I am actually confused so i want to know exactly what are advantages of cudamempool on host rather than on device since with on host cudamempool latency is bit higher due to PCLE bandwidth. So exactly why we use cudamempool on host and in which scenarion we can use this.
Also i want to know the code showing demonstration of usecase of cudamempool on host rather than cudamempool on device
Do you mean by “cudamempool on host” a memory pool which allocates pinned memory?
Yes, Cudamempool allocation pinned memory on host
Personally, I can imagine the following use-cases
- allocating and freeing pinned memory is expensive. Having a pool will reduce the latency. And you don’t need to implement your own pool.
- Without having to worry too much about the expensive operations, one can write simpler c++ code (just allocate pinned memory where you use it. no need to allocate pinned memory at the highest level of the call hierarchy and passing it to the functions. (of course, in some situations allocating outside of a function can be more performant because fewer cuda API calls))
- Can be used as fallback if the memory pool for device memory reports out-of-memory
Can cudamempool on host give us advantage over cuda device mempool in case of multi gpu process
I do not understand your question. What do you mean by “advantage over cuda device mempool”.
Where ever you use device memory or pinned memory, you could allocate from a memory pool.

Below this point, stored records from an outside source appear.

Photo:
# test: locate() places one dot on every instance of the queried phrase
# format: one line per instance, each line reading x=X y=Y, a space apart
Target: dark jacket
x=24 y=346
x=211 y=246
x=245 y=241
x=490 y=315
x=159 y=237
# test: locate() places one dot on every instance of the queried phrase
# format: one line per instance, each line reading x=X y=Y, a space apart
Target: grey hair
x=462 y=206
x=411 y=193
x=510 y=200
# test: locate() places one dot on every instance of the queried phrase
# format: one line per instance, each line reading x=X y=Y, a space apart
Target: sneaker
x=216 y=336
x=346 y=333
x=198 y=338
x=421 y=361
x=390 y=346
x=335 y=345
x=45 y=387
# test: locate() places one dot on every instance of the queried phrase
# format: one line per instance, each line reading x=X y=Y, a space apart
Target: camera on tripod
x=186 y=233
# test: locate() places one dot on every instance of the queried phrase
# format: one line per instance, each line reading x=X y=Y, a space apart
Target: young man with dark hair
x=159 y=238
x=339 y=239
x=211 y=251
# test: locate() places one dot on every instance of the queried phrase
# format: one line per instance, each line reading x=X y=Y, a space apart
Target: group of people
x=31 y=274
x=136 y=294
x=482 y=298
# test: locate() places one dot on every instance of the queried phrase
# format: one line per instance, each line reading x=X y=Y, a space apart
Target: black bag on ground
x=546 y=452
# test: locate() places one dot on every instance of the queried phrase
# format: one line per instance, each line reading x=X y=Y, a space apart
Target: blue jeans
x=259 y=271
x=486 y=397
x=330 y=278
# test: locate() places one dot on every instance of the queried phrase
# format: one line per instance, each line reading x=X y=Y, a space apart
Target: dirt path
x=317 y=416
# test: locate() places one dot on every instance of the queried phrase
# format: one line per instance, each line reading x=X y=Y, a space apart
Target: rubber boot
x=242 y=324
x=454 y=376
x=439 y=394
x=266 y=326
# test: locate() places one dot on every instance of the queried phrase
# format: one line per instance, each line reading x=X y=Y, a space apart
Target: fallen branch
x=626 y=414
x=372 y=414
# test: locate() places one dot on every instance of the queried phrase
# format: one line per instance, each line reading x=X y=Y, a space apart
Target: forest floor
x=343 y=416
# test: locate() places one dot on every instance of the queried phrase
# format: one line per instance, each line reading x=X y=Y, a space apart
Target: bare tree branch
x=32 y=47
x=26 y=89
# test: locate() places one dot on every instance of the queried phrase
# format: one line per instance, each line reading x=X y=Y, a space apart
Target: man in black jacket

Actually i want to know can cudamempool creation on host can be usefull for mult gpu instead of cudamempool creation over gpu devices.
Usefull in which sense?
It is up to you to decide when to use pinned memory or device memory. This has nothing to do with memory pools.
Actually we can create cudamempool on device side using cudamempool props specific to gpu which then can be sharable with other gpu devices so instead of that if we create memory pool on host side which then pinned to multiple gpus can have advantage?
There are two ways of creating memory pool that is one on host side and other oh device side. Which side of memory pool allocation is usefull and in which scenario. Alos for multi gpu process which side memory pool allocation can be usefull
The PCIe connection is full-duplex and depending on mainboard and CPU also supports peer-to-peer access.
Pinning memory for one or more GPUs does not make much difference as it mostly means that the operating system may not swap out that memory and it keeps a fixed address in host RAM.
Whether storing the memory on device side or host side has advantages, depends on your application and usage scenario.
Latency probably is better with storage on the device, because only one PCIe connection has to be used (GPU to GPU).
Bandwidth may be the same, if the PCIe interfaces are not used by other transactions: For bandwidth it does not matter, if it goes through one or two PCIe interfaces, if they have the same speed.
In general, storing on the device seems to be the faster option. OTOH the host side perhaps has more overall memory. And also if several GPUs need that specific memory contents, the one PCIe link to the GPU, where it is stored, may be overwhelmed, whereas the host has many more PCIe lanes than a single GPU.